Our original hypothesis that the Missouri virus sample would have the same
DNA band size and placement as the Pennsylvania sample proved to be valid, and
thus confirmed that the Missouri virus was not a deadly strain.
DNA fingerprinting is commonly used in forensic sciences. Single-Cell DNA
profiling is particularly utilized in the identification of perpetrators in rape cases.
This technique is also used in the formation of DNA profiles to compile databases for

the identification of individuals and organisms, such as the FBI Combined DNA Index
System, to be utilized to compare collected samples for quick identification. DNA
fingerprinting is also utilized in paternity tests, and in the identification of a body if
there is too severe of damage to it for alternative identification.

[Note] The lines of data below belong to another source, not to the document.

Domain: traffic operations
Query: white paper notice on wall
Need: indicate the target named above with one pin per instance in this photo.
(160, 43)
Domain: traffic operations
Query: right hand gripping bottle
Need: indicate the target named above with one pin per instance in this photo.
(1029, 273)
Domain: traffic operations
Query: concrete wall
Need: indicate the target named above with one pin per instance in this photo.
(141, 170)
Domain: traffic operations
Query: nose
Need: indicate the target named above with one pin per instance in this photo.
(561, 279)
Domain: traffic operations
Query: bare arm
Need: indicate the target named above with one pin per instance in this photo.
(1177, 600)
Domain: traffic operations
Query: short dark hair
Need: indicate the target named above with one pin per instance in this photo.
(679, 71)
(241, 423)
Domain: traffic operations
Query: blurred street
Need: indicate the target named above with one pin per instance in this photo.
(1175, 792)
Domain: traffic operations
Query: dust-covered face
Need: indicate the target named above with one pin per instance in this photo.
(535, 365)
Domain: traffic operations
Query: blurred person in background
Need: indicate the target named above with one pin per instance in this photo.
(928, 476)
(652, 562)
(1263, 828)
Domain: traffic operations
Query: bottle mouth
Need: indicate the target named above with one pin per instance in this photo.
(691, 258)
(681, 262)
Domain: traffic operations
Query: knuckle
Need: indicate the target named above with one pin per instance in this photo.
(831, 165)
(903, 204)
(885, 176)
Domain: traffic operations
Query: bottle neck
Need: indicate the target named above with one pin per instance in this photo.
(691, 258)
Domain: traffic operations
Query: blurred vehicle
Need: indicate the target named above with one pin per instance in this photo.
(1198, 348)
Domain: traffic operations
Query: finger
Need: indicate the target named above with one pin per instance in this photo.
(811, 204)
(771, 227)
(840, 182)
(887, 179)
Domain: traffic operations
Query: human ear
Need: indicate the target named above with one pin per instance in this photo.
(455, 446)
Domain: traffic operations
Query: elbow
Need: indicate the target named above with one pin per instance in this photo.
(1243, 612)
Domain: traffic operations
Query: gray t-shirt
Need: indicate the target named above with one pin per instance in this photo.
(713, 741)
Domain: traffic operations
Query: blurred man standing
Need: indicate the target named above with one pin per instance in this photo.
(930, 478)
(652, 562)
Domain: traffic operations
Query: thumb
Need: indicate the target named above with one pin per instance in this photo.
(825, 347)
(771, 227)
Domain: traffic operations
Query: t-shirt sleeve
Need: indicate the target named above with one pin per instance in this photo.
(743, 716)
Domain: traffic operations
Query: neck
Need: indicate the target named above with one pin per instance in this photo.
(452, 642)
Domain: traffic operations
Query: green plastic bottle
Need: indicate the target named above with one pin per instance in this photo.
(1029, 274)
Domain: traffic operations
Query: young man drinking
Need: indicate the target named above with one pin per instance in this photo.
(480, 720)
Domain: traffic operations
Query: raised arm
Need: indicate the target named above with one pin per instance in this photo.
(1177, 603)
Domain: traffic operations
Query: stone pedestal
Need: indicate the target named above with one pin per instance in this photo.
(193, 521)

Another manner in
which this technology is used is in the diagnosis of inherited disorders (cystic
fibrosis, hemophilia, Huntingtons disease, etc.) between parents and offspring,
where DNA may be analyzed to see if the genetic traits are present for early
detection and treatment. (Betsch)

Works Cited:
Betsch, David F. "DNA Fingerprinting in Human Health and Society." DNA Fingerprinting in Human
Health and Society. National Health Museum, n.d. Web. 14 Nov. 2014.
<http://www.accessexcellence.org/RC/AB/BA/DNA_Fingerprinting_Basics.php>.
"Forensic Science Central." DNA Analysis. Forensic Science Central, n.d. Web. 14 Nov. 2014.
<http://forensicsciencecentral.co.uk/dna.shtml>.
"How Can Biotechnology Benefit You?" Europabio. Europa Bio, n.d. Web. 16 Nov. 2014.
<http://www.europabio.org/how-can-biotechnology-benefit-you>.
The Editors of Encyclopdia Britannica. "DNA Fingerprinting." Encyclopedia Britannica Online.
Encyclopedia Britannica, 17 Feb. 2014. Web. 16 Nov. 2014.
<http://www.britannica.com/EBchecked/topic/167155/DNA-fingerprinting>.

"What Is Biotechnology?" Biotechnology Industry Organization, n.d. Web. 16 Nov. 2014.